Permutation algorithm to simulate $X$, $Y$, $Z$ uniform on $(0,1)$ with $X+Y+Z = 1$
Edit:
Sorry, I tend to jump back and forth between math notation and computer science notation....often to the chagrin of my more rigorous colleagues (and Math.SE folks ;-)
Also, I accidentally copied a formula, so the problem was overspecified. The last variable is determined by the previous two.
And yes $\pi_i$ is the send element of the random permutation group $\pi$.
I hope this clears things up.
Is it possible to satisfy the title condition if I use the following algorithm?
Let $V:=(X,Y,Z)$ be a vector of unspecified variables.

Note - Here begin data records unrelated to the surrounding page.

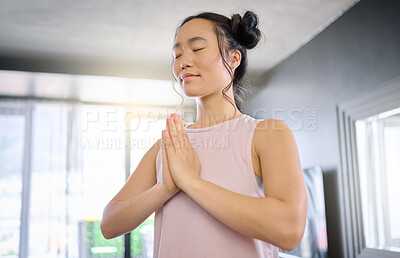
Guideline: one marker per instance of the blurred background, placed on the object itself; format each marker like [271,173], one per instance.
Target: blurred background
[85,87]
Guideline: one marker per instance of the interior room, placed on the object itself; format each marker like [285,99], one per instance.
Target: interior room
[86,87]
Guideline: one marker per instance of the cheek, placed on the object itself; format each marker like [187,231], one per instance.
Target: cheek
[175,70]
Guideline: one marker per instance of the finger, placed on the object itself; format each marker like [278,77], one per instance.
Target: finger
[178,124]
[164,151]
[173,134]
[167,142]
[183,134]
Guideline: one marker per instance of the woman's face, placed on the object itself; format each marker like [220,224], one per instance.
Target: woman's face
[198,65]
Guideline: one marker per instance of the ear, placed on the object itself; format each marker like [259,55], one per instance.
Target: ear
[235,58]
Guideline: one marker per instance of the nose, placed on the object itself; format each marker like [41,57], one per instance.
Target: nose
[186,61]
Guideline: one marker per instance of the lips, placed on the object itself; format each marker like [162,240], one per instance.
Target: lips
[189,76]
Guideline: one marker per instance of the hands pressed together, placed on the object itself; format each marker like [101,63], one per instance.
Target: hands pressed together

- Generate a random permutation of $\{1,2,3\}$, call this $\pi$
- Let $V_{\pi_1}\sim U(0,1),V_{\pi_2}\sim U(0,1-V_{\pi_1}),V_{\pi_3}=1-V_{\pi_1}-V_{\pi_3}$
- Go back to step 1
I'm hoping that the pdf of $V$ will have standard uniform marginal. It seems like the permutation operation ensures that the components of $V$ have standard uniform marginal over many iterations, since I am uniformly sampling over the permutations of the components.
Is there a subtle flaw to this? I can't seem to find one.
The conditions $X+Y+Z=1$ and $X$, $Y$, $Z$ uniform on $(0,1)$, are incompatible since the first one implies $E(X)+E(Y)+E(Z)=1$ and the second one implies $E(X)=E(Y)=E(Z)=\frac12$.